Whatever. That would take time, and her locker was just up ahead. When she
reached it she wasted a few seconds trying to remember the combination, then
realized she didn’t need it. She grabbed the locker’s handle and pulled. The
whole door came away with a nasty screeching noise that made Maggie’s teeth
hurt, it was so loud. Up and down the hall classroom doors popped open and
kids looked out, wanting to see what was going on. It didn’t matter. She
would just grab the photo and walk out, and if anyone tried to stop her she
would just—

The picture
wasn’t there.

There was
nothing on the inside of the door. The locker itself was completely empty. It
didn’t even smell like her locker anymore. It smelled like someone had
scrubbed it out with disinfectant, a nasty smell that managed to be sweet and
acrid at the same time.
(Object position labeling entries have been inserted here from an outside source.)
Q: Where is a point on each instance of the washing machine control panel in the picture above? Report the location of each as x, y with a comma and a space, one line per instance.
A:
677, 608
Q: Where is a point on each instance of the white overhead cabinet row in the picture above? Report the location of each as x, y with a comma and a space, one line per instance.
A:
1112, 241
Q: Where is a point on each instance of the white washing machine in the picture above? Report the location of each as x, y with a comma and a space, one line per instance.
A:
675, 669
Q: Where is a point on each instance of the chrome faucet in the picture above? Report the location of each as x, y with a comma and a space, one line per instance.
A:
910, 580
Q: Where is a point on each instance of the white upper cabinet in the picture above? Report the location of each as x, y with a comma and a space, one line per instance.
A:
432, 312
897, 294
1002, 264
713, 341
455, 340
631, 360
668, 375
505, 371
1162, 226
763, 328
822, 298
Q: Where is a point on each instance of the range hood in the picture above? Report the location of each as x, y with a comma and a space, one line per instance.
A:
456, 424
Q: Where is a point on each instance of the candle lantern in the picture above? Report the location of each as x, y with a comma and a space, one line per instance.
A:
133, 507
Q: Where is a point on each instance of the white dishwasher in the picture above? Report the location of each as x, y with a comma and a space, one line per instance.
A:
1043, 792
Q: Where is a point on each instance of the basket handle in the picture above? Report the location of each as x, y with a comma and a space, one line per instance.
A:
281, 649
Not willing to believe it, Maggie turned the bent
locker door over in her hands and checked the number, but it was the same
number she’d always had.

“You
bastards,” she growled. They had cleaned out her locker.

Well, of
course they had. The police had probably insisted on it. They would have
wanted to know if there was anything in the locker that could lead them to her.
She imagined one of the vice principals sorting through her stinky gym clothes
and disassembling the ham sandwich lunch she’d left in there the day before she
ran away. They probably went through all her textbooks and read all the notes
in the margins. And they had definitely taken her picture of Mom away.